I have said, since I arrived here, that the “main thing” is threefold: Word, prayer and fellowship. This is because they are means to God’s sovereignly-appointed and happily-given grace, His gifts. They are the way God gives us Himself, in His Son, by His Spirit, until we see Him face to face.
And now, one may be wondering, but what about the anxiety I feel, in the face of the coronavirus outbreak? For my health, or for my loved one? For my child, who works in the medical field? For my health-compromised spouse? Or for the “economic cure to be worse than the disease”? If what I’ve said is true – that those three means really are the main thing, then they should have the main place here, in this fight. They do; let’s see how:
I start with Habakkuk 2:4: “The just shall live by his faith.” Habakkuk prays to God about the people of God, how they’ve strayed. So God tells Habakkuk not to worry; He will bring Babylonians to take them captive – that will fix it. But Habakkuk pleads for mercy for His people, because God’s “cure” will be worse than the disease, essentially. And to this reality that God says, “The just shall live by his faith.” The first thing we need to see is that God wants us to trust Him, more than anything.
Then we fight for faith, with the tools He’s given us.
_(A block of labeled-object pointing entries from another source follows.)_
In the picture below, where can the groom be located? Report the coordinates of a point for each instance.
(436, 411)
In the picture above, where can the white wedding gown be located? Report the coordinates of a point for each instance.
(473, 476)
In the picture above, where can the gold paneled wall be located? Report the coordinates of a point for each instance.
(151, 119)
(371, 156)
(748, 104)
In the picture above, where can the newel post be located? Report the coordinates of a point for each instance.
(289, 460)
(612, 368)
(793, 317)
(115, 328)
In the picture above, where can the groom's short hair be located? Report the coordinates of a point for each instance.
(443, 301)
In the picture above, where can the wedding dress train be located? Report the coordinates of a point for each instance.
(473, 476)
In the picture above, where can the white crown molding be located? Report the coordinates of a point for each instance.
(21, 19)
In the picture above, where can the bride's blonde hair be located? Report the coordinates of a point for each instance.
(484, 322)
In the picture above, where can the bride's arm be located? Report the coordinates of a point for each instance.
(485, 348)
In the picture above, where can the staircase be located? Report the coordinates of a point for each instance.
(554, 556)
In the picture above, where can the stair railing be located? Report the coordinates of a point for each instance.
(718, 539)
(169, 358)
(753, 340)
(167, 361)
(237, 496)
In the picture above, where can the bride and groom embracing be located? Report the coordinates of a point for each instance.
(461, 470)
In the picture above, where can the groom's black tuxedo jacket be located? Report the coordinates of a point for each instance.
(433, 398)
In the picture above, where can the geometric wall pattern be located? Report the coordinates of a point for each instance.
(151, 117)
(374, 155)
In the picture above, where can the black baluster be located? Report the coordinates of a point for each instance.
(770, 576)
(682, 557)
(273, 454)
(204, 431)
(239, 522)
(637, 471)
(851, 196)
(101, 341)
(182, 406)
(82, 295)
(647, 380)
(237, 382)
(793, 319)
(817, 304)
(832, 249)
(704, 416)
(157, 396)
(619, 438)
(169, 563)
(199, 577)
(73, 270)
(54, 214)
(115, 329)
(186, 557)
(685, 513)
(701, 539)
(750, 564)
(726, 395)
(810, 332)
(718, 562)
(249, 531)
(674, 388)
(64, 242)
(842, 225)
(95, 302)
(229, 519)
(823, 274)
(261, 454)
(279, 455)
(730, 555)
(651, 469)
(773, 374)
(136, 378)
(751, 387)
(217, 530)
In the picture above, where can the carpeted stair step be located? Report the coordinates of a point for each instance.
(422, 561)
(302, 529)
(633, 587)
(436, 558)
We learn again to eat more than food and drink more than coffee, from the means of grace. We learn again what it means to not just read our Bibles, but to feed on God’s Word, and feast upon Christ. We learn to listen, as if for the first time, to God’s words – humble, like children, at the foot of their Father.
Listening to the promise in Habakkuk 2:4: I will do you good.
We learn again what it means to pray. We fast. We beseech God to relent, but we also ask Him to bring revival to the cob-webbed parts of our souls. And others’.
We involve others – over the Word, in prayer, again, like children. We let people in the back of the house, not just into the front parlor. We talk together, below religious niceties, about our anxieties, and also our sins, and we ask for help. We connect with God’s people, over the phone, or however we can.
Through these means, anxiety may not disappear, but it no longer dominates. God dominates, that we may live by faith.